SC: Those are great scenes. I’ve even thought that the nice thing about driving is it’s about motion which also relates to music which is about motion, too. There’s definitely a good connection.

FJO: And of course, music is—more than anything else—about time, which has been a recurring inspiration for the titles of your pieces over the years. In the booklet notes for one of the CDs, you made some really fascinating comments about music existing in time, and how you want to capture time.

SC: In [the notes for] Time Machines, I was just saying that obviously any performative art unfolds through time. But music is even more simply made out of time because pitch is a function of time. And therefore, it’s really nothing but time and air, literally. A cycle of time, in the case of pitch, and then the time thing that we’re more used to, personal time unfolding.

FJO: And timbre of course, and harmony…

SC: Obviously all of those, hence my last movement is called “Harmonic Time,” and indeed, all of them are extensions of time, which we normally don’t think of at all. It’s sort of removed from our senses, but indeed it is made that way.

FJO: The very last area I want to talk to you about, and this again comes from just having been immersed in your scores, is that all the scores from the 1990s are these beautiful, hand-written manuscripts and that is how they are published. But the pieces from the last decade are all computer engraved. I see a computer hooked up here, and obviously you’re now using some kind of notation software. I’m wondering if you feel that’s changed your process in any way, especially in terms of working out details, to take it back to the very beginning of our conversation.

SC: I have no nostalgia. I find using a computer is great for all that. But I definitely write differently post computers. But I don’t usually copy a piece until the very end. That’s the last stage. That’s like draft seven, let’s say, or something like that. And not having to deal with musical notation that much until that point, I find very liberating. One thing that’s helped me over time is I’ve learned to sketch. And I think maybe it takes time. You need to know what you do to sketch. It’s always that sort of chicken and egg thing. But I think there’s something very difficult about—and I used to do this—having to notate stuff. You end up working very hard having to make local decisions of details early on. And then you’ve spent a week on this thing, and you suddenly say, wait a second. That doesn’t work. And yet you spent all this time. You make better decisions about local things when you know how it fits in the whole, and to have to make a local decision early on is hard. There was this show of Gehry at the Guggenheim a while ago and they showed all his models. Have you ever seen a Gehry model when he starts? It’s the most horrible looking scrunched piece of paper. There’s a piece of balsa wood that’s been sort of cracked in half, and you look at it and you think, “What’s that disgusting thing?” And then you look; that’s Bilbao! Because he would start with the idea you just need to get the form. He knew he’d figure out the beauty of the particular curve later, but he’s working to sort what the basic layout is. And once you get that, then you model it with a little more detail. So that’s how I work now. And I think computers help me do that, to work broadly, and then to zero in, and all the end decisions are when I copy it into Finale.

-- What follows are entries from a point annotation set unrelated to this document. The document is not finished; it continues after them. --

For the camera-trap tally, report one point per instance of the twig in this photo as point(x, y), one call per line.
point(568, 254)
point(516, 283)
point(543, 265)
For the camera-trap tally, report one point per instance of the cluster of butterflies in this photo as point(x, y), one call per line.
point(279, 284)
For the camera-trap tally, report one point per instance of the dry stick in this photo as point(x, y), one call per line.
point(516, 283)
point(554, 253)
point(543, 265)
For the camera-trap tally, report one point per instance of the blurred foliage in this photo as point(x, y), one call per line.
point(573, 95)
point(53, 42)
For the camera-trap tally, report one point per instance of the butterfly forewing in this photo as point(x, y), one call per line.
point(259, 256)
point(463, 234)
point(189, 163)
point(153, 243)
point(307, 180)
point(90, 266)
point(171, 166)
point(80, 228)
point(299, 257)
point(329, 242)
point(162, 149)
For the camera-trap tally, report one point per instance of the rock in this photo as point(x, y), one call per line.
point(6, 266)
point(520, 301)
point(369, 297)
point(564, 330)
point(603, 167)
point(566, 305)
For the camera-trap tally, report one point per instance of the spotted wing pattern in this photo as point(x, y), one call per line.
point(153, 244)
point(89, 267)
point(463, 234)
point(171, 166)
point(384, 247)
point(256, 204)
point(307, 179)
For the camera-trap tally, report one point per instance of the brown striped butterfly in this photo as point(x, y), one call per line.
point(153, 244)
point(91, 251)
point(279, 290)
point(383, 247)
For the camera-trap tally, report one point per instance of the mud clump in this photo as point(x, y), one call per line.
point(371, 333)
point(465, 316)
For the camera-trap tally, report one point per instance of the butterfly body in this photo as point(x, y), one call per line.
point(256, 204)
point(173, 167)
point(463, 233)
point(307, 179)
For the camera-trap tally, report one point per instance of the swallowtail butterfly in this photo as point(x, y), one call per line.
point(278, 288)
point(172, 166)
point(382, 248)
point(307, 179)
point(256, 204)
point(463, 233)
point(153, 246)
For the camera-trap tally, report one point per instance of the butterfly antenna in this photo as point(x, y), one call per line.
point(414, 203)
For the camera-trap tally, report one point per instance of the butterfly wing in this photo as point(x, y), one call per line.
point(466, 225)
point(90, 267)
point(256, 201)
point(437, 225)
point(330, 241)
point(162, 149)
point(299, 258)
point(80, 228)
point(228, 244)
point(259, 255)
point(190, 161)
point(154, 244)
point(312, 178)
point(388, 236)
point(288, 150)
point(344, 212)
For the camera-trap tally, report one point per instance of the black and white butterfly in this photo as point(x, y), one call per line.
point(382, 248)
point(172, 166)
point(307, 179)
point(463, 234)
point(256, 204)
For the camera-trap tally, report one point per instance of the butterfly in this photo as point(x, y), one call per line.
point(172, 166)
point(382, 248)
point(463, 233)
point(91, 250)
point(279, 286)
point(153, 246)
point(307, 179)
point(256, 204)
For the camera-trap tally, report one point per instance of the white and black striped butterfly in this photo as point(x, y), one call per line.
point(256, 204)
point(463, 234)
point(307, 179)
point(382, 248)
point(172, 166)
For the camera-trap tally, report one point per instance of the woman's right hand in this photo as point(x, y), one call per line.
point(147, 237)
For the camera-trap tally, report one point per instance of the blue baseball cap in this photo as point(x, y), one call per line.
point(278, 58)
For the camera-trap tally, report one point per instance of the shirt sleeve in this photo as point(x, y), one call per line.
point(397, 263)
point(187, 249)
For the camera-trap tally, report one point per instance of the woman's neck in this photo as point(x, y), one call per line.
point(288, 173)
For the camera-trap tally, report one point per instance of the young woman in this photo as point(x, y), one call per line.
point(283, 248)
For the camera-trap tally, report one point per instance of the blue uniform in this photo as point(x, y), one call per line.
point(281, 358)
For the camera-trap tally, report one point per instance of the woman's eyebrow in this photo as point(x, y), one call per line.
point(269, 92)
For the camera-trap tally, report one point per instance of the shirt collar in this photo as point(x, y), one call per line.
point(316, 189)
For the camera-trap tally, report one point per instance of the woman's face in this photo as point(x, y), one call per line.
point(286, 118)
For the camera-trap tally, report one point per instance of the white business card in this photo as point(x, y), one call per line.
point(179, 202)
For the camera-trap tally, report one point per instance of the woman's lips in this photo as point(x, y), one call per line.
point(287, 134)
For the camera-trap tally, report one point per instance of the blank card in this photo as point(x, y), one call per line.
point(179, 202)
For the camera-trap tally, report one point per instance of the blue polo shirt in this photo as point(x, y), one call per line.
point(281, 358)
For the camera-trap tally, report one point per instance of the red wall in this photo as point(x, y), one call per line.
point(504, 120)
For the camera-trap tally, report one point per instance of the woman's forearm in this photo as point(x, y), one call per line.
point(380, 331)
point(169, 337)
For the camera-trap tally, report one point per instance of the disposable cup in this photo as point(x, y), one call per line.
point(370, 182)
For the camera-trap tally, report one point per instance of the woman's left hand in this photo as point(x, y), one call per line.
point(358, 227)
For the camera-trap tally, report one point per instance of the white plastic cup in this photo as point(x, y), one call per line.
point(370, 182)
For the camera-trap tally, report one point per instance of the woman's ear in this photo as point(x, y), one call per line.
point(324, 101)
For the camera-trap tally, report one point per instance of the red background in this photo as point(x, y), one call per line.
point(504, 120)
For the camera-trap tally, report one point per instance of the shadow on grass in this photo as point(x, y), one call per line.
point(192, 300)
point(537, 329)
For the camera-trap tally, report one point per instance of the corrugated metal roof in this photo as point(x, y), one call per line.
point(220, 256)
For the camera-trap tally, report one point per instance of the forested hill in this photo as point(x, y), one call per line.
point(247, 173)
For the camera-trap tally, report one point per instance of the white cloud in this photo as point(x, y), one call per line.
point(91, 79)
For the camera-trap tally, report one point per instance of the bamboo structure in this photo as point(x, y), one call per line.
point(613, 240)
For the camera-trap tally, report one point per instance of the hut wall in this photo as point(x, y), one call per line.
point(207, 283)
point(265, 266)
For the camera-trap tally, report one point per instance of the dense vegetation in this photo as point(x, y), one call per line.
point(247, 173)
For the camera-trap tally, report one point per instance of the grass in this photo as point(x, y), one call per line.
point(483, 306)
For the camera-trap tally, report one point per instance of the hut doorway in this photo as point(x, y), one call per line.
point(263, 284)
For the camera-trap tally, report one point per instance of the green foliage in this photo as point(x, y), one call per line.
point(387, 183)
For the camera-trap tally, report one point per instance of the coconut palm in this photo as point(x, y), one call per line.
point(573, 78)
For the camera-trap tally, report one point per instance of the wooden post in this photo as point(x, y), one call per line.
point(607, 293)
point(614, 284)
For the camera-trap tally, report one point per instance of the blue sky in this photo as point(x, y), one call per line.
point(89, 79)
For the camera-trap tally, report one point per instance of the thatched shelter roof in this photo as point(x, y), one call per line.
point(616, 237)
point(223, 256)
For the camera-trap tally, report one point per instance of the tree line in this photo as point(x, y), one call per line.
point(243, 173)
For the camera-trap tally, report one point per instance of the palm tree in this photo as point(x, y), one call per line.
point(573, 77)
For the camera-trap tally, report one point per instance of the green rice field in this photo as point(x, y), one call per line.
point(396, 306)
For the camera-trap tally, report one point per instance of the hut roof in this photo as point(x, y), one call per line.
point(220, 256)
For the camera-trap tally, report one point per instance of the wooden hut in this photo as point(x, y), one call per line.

FJO: That’s certainly very different from the way composers worked in previous centuries.

SC: Indeed it is. Well, I think it is. Why do you say that?

FJO: Well, Beethoven didn’t have a laptop. Neither did Brahms or Chopin or Scarlatti. Some composers kept extensive sketchbooks, but I think that’s quite a different way of working than what you’ve just described.

SC: Beethoven sketched things. People improvised things and then sometimes half improvised a performance and then wrote it down. So just the presence of musical notation, let’s say if you went back pre-computer, that doesn’t mean that’s the same as before, either though, right? Those things relate to overall musical practice in a broad way. So sure, it’s changed, for sure.